Updates:  In the CAFO permitting development, DOE will consider the Consent Decree entered in the Yakima Dairy case litigation as the consent decree has what DOE considers to be some positive points.  Comments on the non-point source update were due this month – June 5th.  WCA submitted excellent comments that were drafted by our intern then firmed up prior to submission.

The Clean Samish Initiative has stalled; stakeholders decided to do a 90-day push to make some progress.

WOTUS: DOE does not think that EPA jurisdiction really changes and will maintain business as usual.  The EPA has not been specific, but DOE feels that the 296 pages does not really change how Washington will govern the permitting process and overseeing of federal waters in Washington. WCA does not agree with this stance, but needs to take the wait and see approach. Clearly with the expanded definition of Waters of the US including connectivity, the jurisdiction of the Federal government is in fact expanded and this is not a positive for landowners.

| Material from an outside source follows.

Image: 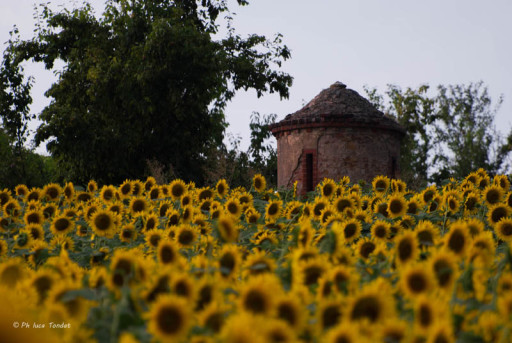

NRCS – The natural water quality initiative.  Funding watershed improvements is mostly lagoon issues, but could eventually impact ranchers.

Round Table Discussion:

All DOE Advisory Group members were asked to participate and come up with issues for the next meeting. WCA, through Toni and Jack, added to the discussion regarding the fact that investigations are complaint driven and anonymous in nature for DOE and that needs to be explored on how DOE deals with these complaints. Many landowners are being targeted using this complaint process. This process needs to be fair, equitable, and transparent in nature and not a tool to try and get neighbors in trouble with DOE.

Best management is by principle not practice and DOE needs to stick to guidance and allowing landowners to have tools available to rectify any problems, not mandate how to solve problems. Director Bellon did state that she will not mandate no-till farming which was a relief to many people in the audience.

The Northwest Environmental Advocates vs. EPA is June 18th.

Next Meeting:  The next meeting be held in Yakima.